A number of legal challenges to the health care reform law have been filed in federal court since the law was passed in March 2010. Nearly all of the challenges have been based on constitutional grounds. So far, four U.S. Courts of Appeals – the 4th, 6th, 11th and D.C. Circuits – have ruled on challenges to the health care reform law. Two of the courts have upheld the law, one has not and another has ruled that the plaintiff did not have standing to bring a challenge.
On November 14, 2011, the U.S. Supreme Court announced that it will review the health care reform law during its 2012 term. This development is significant to the fate of the health care reform law, because the Supreme Court will ultimately decide whether or not the law is constitutional. It is expected that the Supreme Court will issue its decision by June 2012, which would be just over four months from the 2012 presidential election.
While some of the challenges to the health care reform law have been decided based on procedural grounds, the main substantive controversy has been whether Congress had the authority under the Constitution’s Commerce Clause to pass the health care reform law’s individual mandate. The Commerce Clause gives Congress the power to regulate multi-state, economic activity.

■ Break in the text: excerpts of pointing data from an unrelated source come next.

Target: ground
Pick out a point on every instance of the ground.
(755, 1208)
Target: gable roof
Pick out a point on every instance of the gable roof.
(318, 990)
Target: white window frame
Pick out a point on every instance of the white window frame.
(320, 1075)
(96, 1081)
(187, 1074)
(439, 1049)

Beginning in 2014, the individual mandate generally requires individuals to purchase health insurance or pay a penalty. Health care policy experts have suggested that without the individual mandate health care reform’s other insurance market reforms would be difficult to implement. If the individual mandate is ruled invalid and health insurers are still required to comply with the law’s guaranteed issue and preexisting condition exclusion restrictions, it is speculated that health insurance costs would skyrocket, because people would tend to buy coverage only when they actually need it.
Opponents of the health care reform law argue that the Commerce Clause does not give Congress the power to regulate economic inactivity (that is the decision to purchase health insurance). Proponents of the law point to the health care costs associated with the uninsured to demonstrate the economic effect of not purchasing health coverage.
Supreme Court Review
The Supreme Court justices have decided to hear 5½ hours of oral argument on the law’s constitutionality and related issues, which will likely be spread over two or more days. This is an extraordinary amount of time for oral argument – most modern court cases only receive one hour of oral argument – and is indicative of the importance of the health care reform law challenges.
Assurance Edge will continue to monitor the status of the health care reform law and will provide updated information throughout 2012.